Oh, the white foam are the bubbles from me stirring it.


----------



## vuladams (Apr 10, 2014)

Mellifera said:


> Test it to see if if it makes clear soap. Sometime the paste stays cloudy even when it's fully cooked.






This doesn't look "clear" to me... The white is bubbles... But the yellow part is still really opaque... What do you think?


----------



## Susie (Apr 11, 2014)

I would zap test it or use phenolphthalien(sp?) to check for lye excess.  If it is still a bit zappy or still pink, I would probably just turn off the crock pot or stove and let it sit overnight wrapped in a towel or blanket.  Then recheck it in the morning.  Not every LS batch goes through the stages perfectly.  (I honestly would have stopped after 4 hours.)  All the cloudiness is telling you is that there are unsaponified oils present.(the opposite of lye heavy)  BTW, you can use rubbing alcohol spray to knock the bubbles down when testing, then just pour it all back into the soap when you start diluting.


----------



## FGOriold (Apr 11, 2014)

What oils did  you use?


----------



## vuladams (Apr 11, 2014)

Susie said:


> I would zap test it or use pheolphthalien(sp?) to check for lye excess.  If it is still a bit zappy or still pink, I would probably just turn off the crock pot or stove and let it sit overnight wrapped in a towel or blanket.  Then recheck it in the morning.  Not every LS batch goes through the stages perfectly.  (I honestly would have stopped after 4 hours.)  All the cloudiness is telling you is that there are unsaponified oils present.(the opposite of lye heavy)  BTW, you can use rubbing alcohol spray to knock the bubbles down when testing, then just pour it all back into the soap when you start diluting.
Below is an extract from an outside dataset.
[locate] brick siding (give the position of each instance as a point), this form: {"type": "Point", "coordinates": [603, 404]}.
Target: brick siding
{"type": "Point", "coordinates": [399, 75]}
Thanks. I ended up turning the crock pot off and left it overnight and then resumed today. It's coconut and olive oil. It's not a lye excess recipe, I found because I liked that it didn't use Borax (my skin reacts to it). It's actually a 3% lye discount. so it'll never get clear right? Here's a pic from today.


----------



## vuladams (Apr 11, 2014)

I think next time I'll try a 0% lye discount batch. I'm crazy accurate when measuring so I'm hoping it'll be a better fit for me. I have weird skin issues and prefer to not go through the lye excess and neutralization process if there's a way around it.

This is for my personal use so I'm looking for quality of soap over appearance.


----------



## Susie (Apr 11, 2014)

Did you check the pH in any method?  Zap test, pheno, pH meter?  Even though I got a pH meter, I still zap test as my final safe or not test.

You did not mention what the soap is for.  If it is for laundry, I would stick with 0% SF.  If it is for hands, skin, or dishes, I would go with the 3% and not worry about cloudiness.


----------



## vuladams (Apr 13, 2014)

Susie said:


> Did you check the pH in any method?  Zap test, pheno, pH meter?  Even though I got a pH meter, I still zap test as my final safe or not test.
> 
> 
> 
> You did not mention what the soap is for.  If it is for laundry, I would stick with 0% SF.  If it is for hands, skin, or dishes, I would go with the 3% and not worry about cloudiness.




No zap, so that's good. I didn't do any pH testing. 
The soap is for general hand washing. I also included a picture showing the stages it went through. 


Here's a picture of the final soap, after I left it overnight and then finished it the next morning.


----------